Luc Tappy, médecin et professeur à l'Université de Lausanne, a lui réalisé plusieurs protocoles de surcharge en fructose, parfois concentrés sur quelques jours seulement, et qui provoquaient déjà des réponses notables de l'organisme. «On observe des modifications sur les triglycérides sanguins, l'expression de certains gènes impliqués dans le métabolisme, et surtout une augmentation de la résistance à l'insuline, un des marqueurs précoces du diabète de type 2», précise le médecin. Si les aliments gras ont très tôt attiré les soupçons, le sucre a lui bénéficié d'une certaine impunité. Mais depuis une vingtaine d'années, ses méfaits sur l'organisme et son rôle dans l'épidémie mondiale d'obésité ne font plus guère de doute.

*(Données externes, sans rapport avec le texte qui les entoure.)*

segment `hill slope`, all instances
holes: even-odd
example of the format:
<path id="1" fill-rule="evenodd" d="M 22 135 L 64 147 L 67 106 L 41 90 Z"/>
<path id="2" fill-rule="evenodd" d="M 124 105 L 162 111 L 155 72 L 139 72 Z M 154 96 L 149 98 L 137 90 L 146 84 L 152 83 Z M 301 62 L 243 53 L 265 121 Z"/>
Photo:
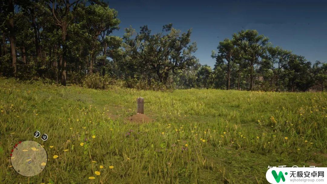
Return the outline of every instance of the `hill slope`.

«Le sucre ne doit pas être diabolisé! L'être humain est capable de dégrader le sucre, il a toutes les enzymes pour le faire, insiste Luc Tappy. Mais nous absorbons aujourd'hui presque 50 fois plus de sucre que nos ancêtres il y a 200-300 ans!» Longtemps, en effet, le sucre est resté un produit très rare, onéreux et donc utilisé avec parcimonie. «La consommation a augmenté autour des années 1850, et depuis, cette croissance est continuelle, explique Luc Tappy. Le sucre représente maintenant 20% des calories absorbées, alors que les recommandations mettent la barre en dessous de 10%.» Outre son implication dans le surpoids et le diabète, le sucre en excès s'avère aussi néfaste pour le foie où il produit une accumulation de graisses. La NASH, ou stéatose hépatique non alcoolique («Non-Alcoholic Steatohepatitis» en anglais), est devenue aux Etats-Unis la première cause d'atteintes hépatiques, devant les cirrhoses alcooliques; sa fréquence en Europe ne cesse aussi d'augmenter.

Des effets réversibles

Que les volontaires de l'étude du CHUV ne s'inquiètent cependant pas. «Leurs paramètres métaboliques vont évoluer, mais en restant dans les limites de la normalité», rassure François Pralong. Pour ce qui est de la perte de poids, là aussi aucune inquiétude à avoir selon le médecin: tous les volontaires des précédentes études ont perdu les 2 à 4 kg pris spontanément à l'arrêt de la suralimentation. «Nous veillons lors du recrutement à ne pas inclure de personnes qui souffrent de troubles du comportement alimentaire. Et par la suite, un suivi est prévu si besoin.» Les chercheurs lausannois peinent cependant à recruter des femmes, plus réticentes à prendre du poids semble-t-il. «C'est pour nous bien plus compliqué d'enrôler des femmes, alors qu'il serait important de comprendre le rôle des hormones féminines sur la prise de poids», souligne François Pralong. A Lyon, le recrutement des hommes continue lui aussi. Avis aux volontaires!